Наблюдая весь пестрый калейдоскоп американской жизни, Литвинов убеждался, что и после нападения на Пёрл-Харбор американцы не почувствовали тягот войны. Были введены ограничения на бензин и мясные продукты. Теперь рядовой американец ездил на работу не всегда в своем автомобиле. Соседи сговаривались и по очереди развозили друг друга на работу. Так была решена транспортная проблема. Сокращение мясного рациона тоже не причинило больших неприятностей. Кроме того, без ограничения можно было купить рыбу и птицу. На другие продукты питания и товары вообще не было введено рационирования. Работали рестораны, кафе, многочисленные маленькие закусочные.
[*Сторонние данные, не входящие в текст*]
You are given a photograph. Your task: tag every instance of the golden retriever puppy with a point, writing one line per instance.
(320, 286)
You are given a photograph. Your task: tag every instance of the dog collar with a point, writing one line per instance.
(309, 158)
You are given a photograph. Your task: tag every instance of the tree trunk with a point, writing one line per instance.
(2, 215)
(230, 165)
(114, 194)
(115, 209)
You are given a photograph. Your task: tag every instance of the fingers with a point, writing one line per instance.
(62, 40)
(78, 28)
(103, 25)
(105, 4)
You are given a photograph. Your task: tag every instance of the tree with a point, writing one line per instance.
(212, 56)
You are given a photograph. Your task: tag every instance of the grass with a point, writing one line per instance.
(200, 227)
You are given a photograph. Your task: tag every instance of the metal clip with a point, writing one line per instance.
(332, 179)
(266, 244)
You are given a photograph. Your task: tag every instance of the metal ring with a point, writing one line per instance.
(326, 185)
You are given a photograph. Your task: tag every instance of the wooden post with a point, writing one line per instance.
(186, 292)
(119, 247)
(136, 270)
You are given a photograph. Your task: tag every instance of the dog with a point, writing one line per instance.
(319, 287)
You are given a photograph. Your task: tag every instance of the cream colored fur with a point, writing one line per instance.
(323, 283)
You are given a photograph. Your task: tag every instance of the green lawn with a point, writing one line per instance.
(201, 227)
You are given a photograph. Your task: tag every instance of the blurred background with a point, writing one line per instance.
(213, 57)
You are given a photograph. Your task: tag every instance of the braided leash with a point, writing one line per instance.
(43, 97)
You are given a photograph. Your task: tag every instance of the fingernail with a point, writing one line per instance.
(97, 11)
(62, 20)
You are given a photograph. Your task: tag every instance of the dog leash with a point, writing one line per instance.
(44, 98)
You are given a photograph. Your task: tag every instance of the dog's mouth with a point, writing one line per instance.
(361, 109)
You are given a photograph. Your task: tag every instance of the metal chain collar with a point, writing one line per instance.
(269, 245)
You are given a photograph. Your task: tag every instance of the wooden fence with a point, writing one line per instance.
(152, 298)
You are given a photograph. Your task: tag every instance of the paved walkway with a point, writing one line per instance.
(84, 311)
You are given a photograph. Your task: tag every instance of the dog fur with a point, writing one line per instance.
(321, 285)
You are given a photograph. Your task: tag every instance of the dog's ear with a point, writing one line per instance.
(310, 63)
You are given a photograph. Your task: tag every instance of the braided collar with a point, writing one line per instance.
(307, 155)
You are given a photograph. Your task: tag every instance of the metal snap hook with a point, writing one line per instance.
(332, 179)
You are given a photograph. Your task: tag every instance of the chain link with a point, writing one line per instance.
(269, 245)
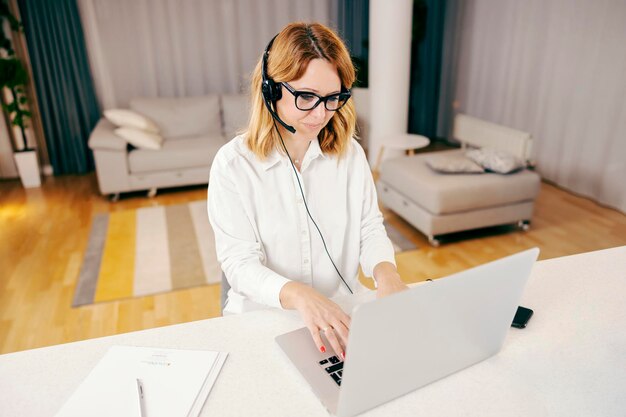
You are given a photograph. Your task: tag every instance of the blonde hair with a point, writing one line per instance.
(294, 47)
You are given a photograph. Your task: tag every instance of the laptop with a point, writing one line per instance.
(438, 328)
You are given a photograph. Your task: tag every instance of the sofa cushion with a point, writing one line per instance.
(129, 118)
(140, 138)
(453, 164)
(176, 154)
(179, 117)
(443, 194)
(495, 160)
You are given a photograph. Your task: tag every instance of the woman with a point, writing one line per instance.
(292, 201)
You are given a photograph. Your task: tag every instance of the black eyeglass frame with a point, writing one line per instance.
(346, 94)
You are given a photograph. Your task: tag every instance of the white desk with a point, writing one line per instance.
(569, 361)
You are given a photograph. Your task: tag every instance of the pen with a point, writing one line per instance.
(142, 401)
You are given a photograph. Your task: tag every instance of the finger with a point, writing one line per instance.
(342, 332)
(331, 336)
(317, 339)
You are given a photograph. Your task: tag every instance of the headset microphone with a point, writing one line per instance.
(271, 91)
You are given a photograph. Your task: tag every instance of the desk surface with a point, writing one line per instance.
(569, 361)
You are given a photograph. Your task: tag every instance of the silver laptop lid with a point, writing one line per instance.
(405, 341)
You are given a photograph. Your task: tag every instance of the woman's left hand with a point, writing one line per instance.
(388, 280)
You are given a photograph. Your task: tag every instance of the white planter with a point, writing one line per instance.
(28, 167)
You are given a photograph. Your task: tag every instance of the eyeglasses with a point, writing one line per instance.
(306, 100)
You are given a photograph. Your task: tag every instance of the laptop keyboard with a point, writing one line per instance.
(334, 367)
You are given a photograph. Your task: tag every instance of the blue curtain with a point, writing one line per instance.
(353, 26)
(65, 91)
(426, 52)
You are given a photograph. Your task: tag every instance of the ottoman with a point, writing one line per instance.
(438, 204)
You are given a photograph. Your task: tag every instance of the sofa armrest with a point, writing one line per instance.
(104, 137)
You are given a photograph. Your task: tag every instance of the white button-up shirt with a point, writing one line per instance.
(264, 237)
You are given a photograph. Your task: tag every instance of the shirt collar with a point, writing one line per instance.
(275, 157)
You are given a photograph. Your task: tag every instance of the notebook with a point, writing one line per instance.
(400, 343)
(175, 382)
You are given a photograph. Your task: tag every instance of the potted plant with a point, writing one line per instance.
(13, 80)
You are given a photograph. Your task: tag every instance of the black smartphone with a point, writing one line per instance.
(522, 316)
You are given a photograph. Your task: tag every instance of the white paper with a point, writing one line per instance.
(172, 380)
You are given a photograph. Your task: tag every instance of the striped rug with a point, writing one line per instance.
(152, 250)
(147, 251)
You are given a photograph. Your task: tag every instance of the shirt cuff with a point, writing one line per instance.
(271, 290)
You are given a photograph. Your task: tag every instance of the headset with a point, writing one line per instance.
(272, 92)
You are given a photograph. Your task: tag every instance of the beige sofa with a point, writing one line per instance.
(439, 204)
(194, 128)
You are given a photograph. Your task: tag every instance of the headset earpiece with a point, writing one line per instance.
(270, 90)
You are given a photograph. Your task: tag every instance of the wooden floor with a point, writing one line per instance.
(44, 232)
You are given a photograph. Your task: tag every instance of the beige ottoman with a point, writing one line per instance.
(438, 204)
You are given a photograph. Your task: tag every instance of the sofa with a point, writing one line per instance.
(193, 129)
(439, 203)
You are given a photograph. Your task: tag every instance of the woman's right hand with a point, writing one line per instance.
(319, 314)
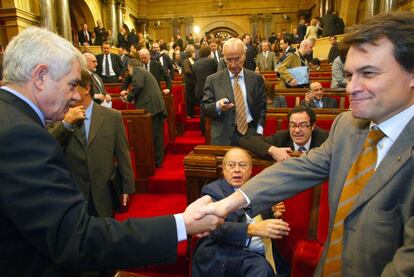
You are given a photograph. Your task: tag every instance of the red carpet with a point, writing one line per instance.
(167, 195)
Литвинова раздражало то слишком пристальное внимание, которое он привлекал к себе, особенно в первое время. Неистовые и назойливые репортеры следили за каждым шагом советского дипломата. Газеты подробно рассказывали о его привычках, вкусах, чертах характера. Литвинов не хотел расставаться с толстовкой и сшил у портного два комплекта. В прессе сразу же появилось сообщение, что советский посол заказал две русские туники, были опубликованы снимки новых толстовок. Без внимания не осталась даже покупка подтяжек: читателям доложили, какие подтяжки и в каком магазине купил Литвинов. Такая реклама всячески поощрялась соответствующими торговыми фирмами.
[1] [2] [3] [4]



Добавить комментарий

  • Обязательные поля обозначены *.

If you have trouble reading the code, click on the code itself to generate a new random code.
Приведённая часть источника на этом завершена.